Barry Humphries and his Frumpies have decided that they don’t like the campus area as it is, so they want to knock it down and bring Disneyland planning to the area. And I don’t exaggerate here, they state: “…The remaining 50 percent of the structures in the [High Street] corridor lack significant detail for reuse potential when the cost of renovation or their ability to provide appropriately sized retail floor plates is considered.” (15-9) They don’t like the businesses in these buildings, and they don’t adapt well to suburban strip mall taste and requirements, so they’ll be knocked down if they’re not accidentally burnt down.
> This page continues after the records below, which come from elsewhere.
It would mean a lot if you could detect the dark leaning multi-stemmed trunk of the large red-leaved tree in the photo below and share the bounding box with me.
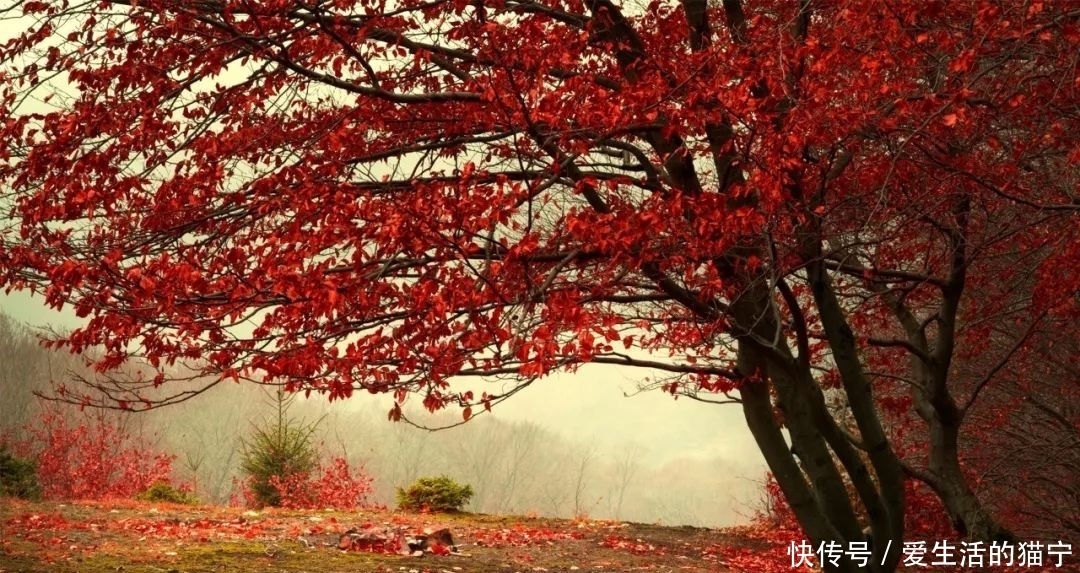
[732,276,903,573]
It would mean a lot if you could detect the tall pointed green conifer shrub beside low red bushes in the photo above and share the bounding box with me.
[241,392,319,507]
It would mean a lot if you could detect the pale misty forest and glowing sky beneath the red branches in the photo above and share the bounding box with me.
[0,304,765,527]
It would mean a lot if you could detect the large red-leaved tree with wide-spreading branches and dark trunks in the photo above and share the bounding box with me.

They have three themes. First, in south campus where Papa Joe’s conveniently went up in flames, they want shopping and dining. They envision “better quality” restaurants (pg. 15-6), “higher caliber” bars (pg. 15-10), and nifty stores like “The Gap” or “The Limited” (pg. 15-6). Excuse me, if the Gap or the Limited want to come into the area, let them do it with their own resources and not with public welfare checks provided through Campus Partners. Oh yeah, they also think the area needs “larger record stores” (pg. 15-7). This is absurd. The campus area is home to the few remaining independent music stores in Columbus. Any attempt to drive out the likes of Used Kids would be a cultural crime against humanity.

Second, the Partners want “to create an art theme at 15th and High.” This will include a new performing arts center on the east side of High, presumably to compliment the already existing Wexner Center and Mershon Auditorium across the street. It’s also a good excuse to tear down a bunch of buildings that are being used improperly by the riff-raff in the neighborhood, according to Campus Partners’ criteria.

Third, and even more absurd, the Partners are planning an “international” theme for the Lane-High area. Their plan will destroy perhaps the most ethnically diverse neighborhood strip in all of Ohio: name another strip in Ohio that has affordable real Chinese, Indian, Korean, Ethiopian, and Mexican restaurants in such close proximity. Most likely they will remove this actually existing cultural diversity and replace it with the food court at Lane Avenue Shopping Center, or Chi-Chi’s.

As Randy Morrison of the Godman Guild pointed out in his comments on the Campus Partners plan, the plan requires massive “displacement” and another plan is needed to “mitigate” this. Campus Partners is undertaking an ethnic and economic cleansing of the university district. This sounds like the preferences of middle-aged, middle-class former students, not the actual students who have different tastes and limited incomes.

The plan is so vile and pernicious that Barry Humphries, the infamous demolition man from the Battelle neighborhood, needed to hire Frumpies to cover the destruction of some of the last remaining culturally diverse “free spaces” from the student movement of the 1960s. Those who built bridges 25 years ago to other ethnic and racial communities are now using their progressive credentials to blow them up. While muttering to themselves that they are still “stardust and golden” they are destroying the campus area in order to save it.

A basic definition of theft is taking something that doesn’t belong to you. Campus Partners is planning legally sanctioned criminal activity. Their Disneyesque centralized planning will destroy businesses and private property they deem unworthy. It will eradicate the organically grown culture, flavor, character and mystique of the campus area and replace it with plastic suburban sterility. They now look to the Ohio State Board of Trustees for their blessing–a board whose membership constitutes Ohio’s “power elite,” essentially the same class of people who deforested Franklin Park, sterilized the North Market and homogenized the Ohio State Fair. But this will be their greatest criminal caper.

It’s not too late to stop the insanity. People opposed to this plan need to rise up and use any means necessary to make your voices heard.